Word Cloud¶
Text variables often contain words that are highly indicative of the response. The Word Cloud insight displays up to 200 of the most impactful words and short phrases in word cloud format. Text coloration indicates the coefficient value for the word; the rendered size in the cloud indicates the frequency of the term's appearance in the data.
When viewing the Word Cloud, you can view individual word detail, filter the display, and export the insight.
Note
The model's Word Cloud is based on the data used to train that model, not on the entire dataset. For example, a model trained on a 64% sample size will result in a Word Cloud that reflects the same 64% of rows.
View word detail¶
Click on a term displayed in the insight to view details. For example:
Detail | Description |
---|---|
Word | The selected word. Click again to de-select and clear the details. |
Coefficient | The correlation that the word has to the target, either positively or negatively, in the context of the specified parent feature. For example, in a diabetes dataset you might see the word insulin appear in several different text columns, potentially with a different coefficient in each one. |
Count | The number of rows in which the word appears in the data, both as a raw count and a percentage. |
Feature | The feature from the data in which the word was found (the parent feature). |
Filter the display¶
Use the filtering options to set the criteria words must match to be included in the results. Once you apply the filters, the Word Cloud refreshes to show only applicable words.
Filter | Description |
---|---|
Coefficient | Use the dropdown to set a range for the coefficient value of the words displayed. Additional entry boxes become available based on your selection (any, greater or less than, in or not in). |
Count | Use the dropdown to set a value criteria for the word count. Additional entry boxes become available based on your selection (any, greater or less than). |
Feature | Use the dropdown to choose a specific parent feature. Only words that appeared in that feature column will display. |
Include stop words | Check the box to include commonly used terms that are typically excluded from searches (“to”, “of”, "the", etc.). When unchecked, common terms are removed from the display. |
Clear filters individually or clear all to return to the original display
Export¶
You can export the full Word Cloud as a CSV, PNG, or ZIP file. Note that applied filters are not reflected in the exported files; however, the removal of stop words is applied.

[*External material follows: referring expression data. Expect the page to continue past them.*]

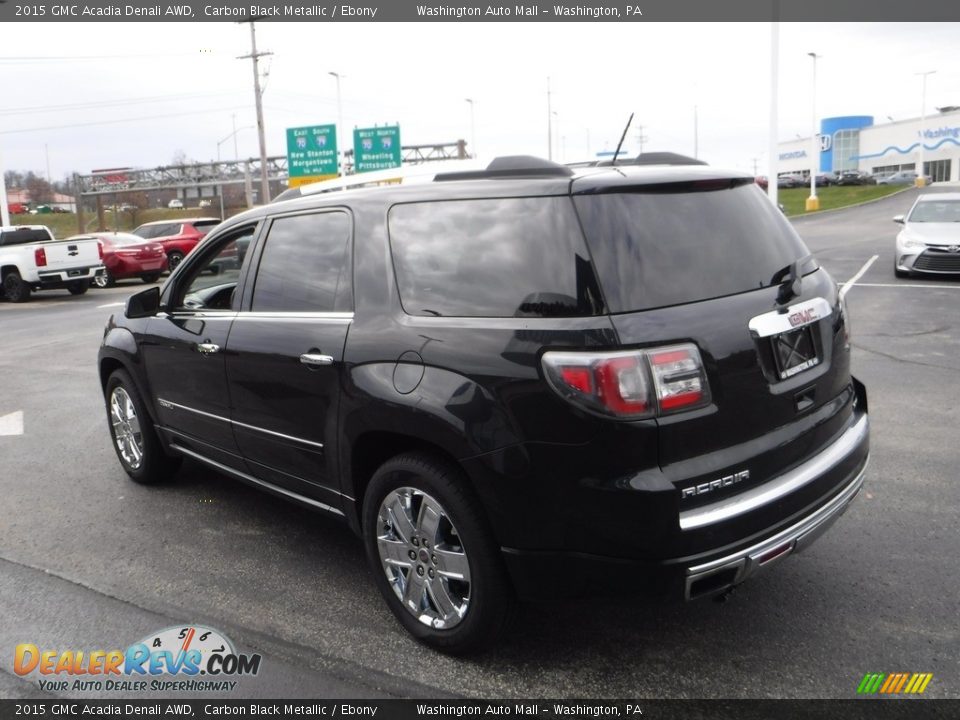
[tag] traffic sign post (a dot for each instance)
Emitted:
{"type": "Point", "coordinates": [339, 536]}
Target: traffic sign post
{"type": "Point", "coordinates": [311, 154]}
{"type": "Point", "coordinates": [376, 148]}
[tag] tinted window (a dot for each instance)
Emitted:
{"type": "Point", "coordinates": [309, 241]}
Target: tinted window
{"type": "Point", "coordinates": [152, 231]}
{"type": "Point", "coordinates": [936, 211]}
{"type": "Point", "coordinates": [685, 242]}
{"type": "Point", "coordinates": [205, 226]}
{"type": "Point", "coordinates": [508, 257]}
{"type": "Point", "coordinates": [304, 264]}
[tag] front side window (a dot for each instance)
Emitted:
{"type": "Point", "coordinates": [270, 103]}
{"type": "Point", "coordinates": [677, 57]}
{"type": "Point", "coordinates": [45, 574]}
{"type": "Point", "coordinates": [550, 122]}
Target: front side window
{"type": "Point", "coordinates": [210, 283]}
{"type": "Point", "coordinates": [305, 265]}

Text-based insight availability
If you expect to see one of these text insights and do not, view the Log tab for error messages to help understand why the models may be missing.

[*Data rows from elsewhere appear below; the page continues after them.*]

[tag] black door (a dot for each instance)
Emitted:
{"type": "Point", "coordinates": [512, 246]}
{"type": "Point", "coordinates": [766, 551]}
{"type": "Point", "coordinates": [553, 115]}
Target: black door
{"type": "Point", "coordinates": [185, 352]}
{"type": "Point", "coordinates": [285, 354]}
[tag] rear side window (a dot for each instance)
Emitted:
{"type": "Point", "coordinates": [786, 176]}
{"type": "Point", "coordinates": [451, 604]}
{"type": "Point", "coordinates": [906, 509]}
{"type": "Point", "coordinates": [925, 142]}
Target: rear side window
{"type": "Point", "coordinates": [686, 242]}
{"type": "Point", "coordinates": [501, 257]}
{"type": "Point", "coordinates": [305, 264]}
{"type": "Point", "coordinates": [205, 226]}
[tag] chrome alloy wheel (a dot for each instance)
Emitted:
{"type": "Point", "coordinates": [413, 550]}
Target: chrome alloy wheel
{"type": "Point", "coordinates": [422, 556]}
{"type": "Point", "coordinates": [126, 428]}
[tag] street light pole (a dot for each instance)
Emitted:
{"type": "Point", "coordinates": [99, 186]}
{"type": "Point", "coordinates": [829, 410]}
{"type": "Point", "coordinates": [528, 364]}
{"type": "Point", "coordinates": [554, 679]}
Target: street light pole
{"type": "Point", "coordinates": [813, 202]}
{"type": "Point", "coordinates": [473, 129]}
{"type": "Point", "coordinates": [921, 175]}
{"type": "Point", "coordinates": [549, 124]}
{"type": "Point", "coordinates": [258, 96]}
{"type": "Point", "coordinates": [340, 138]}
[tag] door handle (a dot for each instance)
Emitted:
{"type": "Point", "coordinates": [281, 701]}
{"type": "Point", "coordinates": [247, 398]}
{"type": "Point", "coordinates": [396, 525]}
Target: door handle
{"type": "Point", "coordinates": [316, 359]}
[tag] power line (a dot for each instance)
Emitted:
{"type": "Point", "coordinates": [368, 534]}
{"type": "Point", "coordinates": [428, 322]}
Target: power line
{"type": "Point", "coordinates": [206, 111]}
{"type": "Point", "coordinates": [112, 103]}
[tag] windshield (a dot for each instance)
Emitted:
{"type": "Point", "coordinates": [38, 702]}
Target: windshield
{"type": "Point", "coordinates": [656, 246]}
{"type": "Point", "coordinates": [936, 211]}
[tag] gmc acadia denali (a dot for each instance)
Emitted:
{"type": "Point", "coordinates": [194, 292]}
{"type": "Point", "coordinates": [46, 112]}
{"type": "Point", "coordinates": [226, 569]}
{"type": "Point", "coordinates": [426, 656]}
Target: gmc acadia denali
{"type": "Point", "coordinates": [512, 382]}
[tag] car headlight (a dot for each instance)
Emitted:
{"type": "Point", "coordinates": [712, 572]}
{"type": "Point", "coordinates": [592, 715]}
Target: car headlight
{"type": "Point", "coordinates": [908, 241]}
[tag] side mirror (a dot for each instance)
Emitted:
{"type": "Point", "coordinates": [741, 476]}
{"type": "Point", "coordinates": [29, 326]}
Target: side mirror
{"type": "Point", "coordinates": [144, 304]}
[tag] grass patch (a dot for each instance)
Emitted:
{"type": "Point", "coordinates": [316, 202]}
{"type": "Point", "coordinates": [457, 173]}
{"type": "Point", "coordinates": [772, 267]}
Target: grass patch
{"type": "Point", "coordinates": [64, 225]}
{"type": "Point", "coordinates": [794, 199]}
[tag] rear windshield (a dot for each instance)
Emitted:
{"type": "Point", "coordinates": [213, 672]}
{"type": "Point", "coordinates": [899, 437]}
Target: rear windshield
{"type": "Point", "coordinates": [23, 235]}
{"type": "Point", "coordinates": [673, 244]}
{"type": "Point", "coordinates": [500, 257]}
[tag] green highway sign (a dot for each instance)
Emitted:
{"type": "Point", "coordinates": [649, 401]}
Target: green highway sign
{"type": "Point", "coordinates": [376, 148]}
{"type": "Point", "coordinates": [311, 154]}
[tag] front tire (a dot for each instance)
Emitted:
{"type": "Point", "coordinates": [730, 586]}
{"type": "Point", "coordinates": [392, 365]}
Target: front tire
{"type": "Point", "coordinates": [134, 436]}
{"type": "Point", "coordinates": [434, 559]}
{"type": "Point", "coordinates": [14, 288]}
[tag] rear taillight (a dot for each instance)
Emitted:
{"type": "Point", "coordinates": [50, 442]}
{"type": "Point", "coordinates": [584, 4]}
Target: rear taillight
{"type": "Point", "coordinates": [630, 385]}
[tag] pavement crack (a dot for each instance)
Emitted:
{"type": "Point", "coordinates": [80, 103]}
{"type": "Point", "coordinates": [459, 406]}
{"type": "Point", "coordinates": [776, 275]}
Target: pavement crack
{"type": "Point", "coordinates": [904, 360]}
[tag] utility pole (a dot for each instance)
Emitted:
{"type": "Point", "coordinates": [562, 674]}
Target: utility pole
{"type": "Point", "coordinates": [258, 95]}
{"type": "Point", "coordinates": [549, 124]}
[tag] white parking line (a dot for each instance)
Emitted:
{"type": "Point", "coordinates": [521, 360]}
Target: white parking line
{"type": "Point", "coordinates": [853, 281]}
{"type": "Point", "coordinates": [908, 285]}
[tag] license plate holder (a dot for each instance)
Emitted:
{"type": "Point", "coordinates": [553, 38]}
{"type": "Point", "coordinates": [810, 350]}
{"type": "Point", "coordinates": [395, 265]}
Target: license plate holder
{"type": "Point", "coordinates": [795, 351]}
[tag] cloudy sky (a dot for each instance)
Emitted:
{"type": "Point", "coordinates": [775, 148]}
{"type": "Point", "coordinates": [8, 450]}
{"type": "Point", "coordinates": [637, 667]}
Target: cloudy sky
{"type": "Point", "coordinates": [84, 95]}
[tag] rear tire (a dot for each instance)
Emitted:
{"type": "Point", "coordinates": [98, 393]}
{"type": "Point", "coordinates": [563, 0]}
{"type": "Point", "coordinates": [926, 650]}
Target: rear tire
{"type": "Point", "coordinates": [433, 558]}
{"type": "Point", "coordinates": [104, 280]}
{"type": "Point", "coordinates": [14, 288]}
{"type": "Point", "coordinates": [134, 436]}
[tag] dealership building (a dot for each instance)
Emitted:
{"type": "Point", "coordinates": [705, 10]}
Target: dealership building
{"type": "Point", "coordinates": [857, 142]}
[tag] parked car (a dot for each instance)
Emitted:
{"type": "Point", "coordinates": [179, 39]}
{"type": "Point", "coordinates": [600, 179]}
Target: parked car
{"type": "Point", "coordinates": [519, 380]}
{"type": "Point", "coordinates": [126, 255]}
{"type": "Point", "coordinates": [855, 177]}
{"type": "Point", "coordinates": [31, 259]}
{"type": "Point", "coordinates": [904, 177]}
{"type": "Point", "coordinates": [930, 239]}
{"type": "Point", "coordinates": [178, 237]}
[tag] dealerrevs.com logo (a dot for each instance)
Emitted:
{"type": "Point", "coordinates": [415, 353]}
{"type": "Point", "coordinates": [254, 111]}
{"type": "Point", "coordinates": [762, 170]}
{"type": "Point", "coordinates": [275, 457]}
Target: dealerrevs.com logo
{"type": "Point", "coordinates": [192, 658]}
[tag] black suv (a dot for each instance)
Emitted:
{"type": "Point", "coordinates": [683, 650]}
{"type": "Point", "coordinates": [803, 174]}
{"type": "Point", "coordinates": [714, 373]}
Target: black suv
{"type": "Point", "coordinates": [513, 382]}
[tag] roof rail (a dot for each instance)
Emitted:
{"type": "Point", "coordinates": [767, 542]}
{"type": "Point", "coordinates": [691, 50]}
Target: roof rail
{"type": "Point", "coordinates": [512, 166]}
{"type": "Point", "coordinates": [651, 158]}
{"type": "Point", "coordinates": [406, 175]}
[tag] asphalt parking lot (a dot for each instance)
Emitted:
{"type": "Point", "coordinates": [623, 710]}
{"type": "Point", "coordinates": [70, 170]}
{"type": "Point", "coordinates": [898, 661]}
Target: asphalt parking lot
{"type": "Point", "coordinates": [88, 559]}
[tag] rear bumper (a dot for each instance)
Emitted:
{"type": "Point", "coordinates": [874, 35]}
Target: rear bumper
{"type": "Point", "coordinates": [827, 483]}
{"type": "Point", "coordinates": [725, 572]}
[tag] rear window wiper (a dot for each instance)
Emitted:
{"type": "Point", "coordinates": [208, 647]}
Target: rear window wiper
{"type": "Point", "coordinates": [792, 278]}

One common reason that text models are not built is because DataRobot removes single-character "words" when model building. It does this because the words are typically uninformative (e.g., "a" or "I"). A side-effect of this removal is that single-digit numbers are also removed. In other words, DataRobot removes "1" or "2" or "a" or "I". This common practice in text mining (for example, the Sklearn Tfidf Vectorizer selects tokens of 2 or more alphanumeric characters).
This can be an issue if you have encoded words as numbers (which some organizations do to anonymize data). For example, if you use "1 2 3" instead of "john jacob schmidt" and "1 4 3" instead of "john jingleheimer schmidt," DataRobot removes the single digits; the texts become "" and "". DataRobot returns an error if it cannot find any words for features of type text (because they are all single digits).
If you need a workaround to avoid the error, here are two solutions:
- Start numbering at 10 (e.g., "11 12 13" and "11 14 13")
- Add a single letter to each ID (e.g., "x1 x2 x3" and "x1 x4 x3").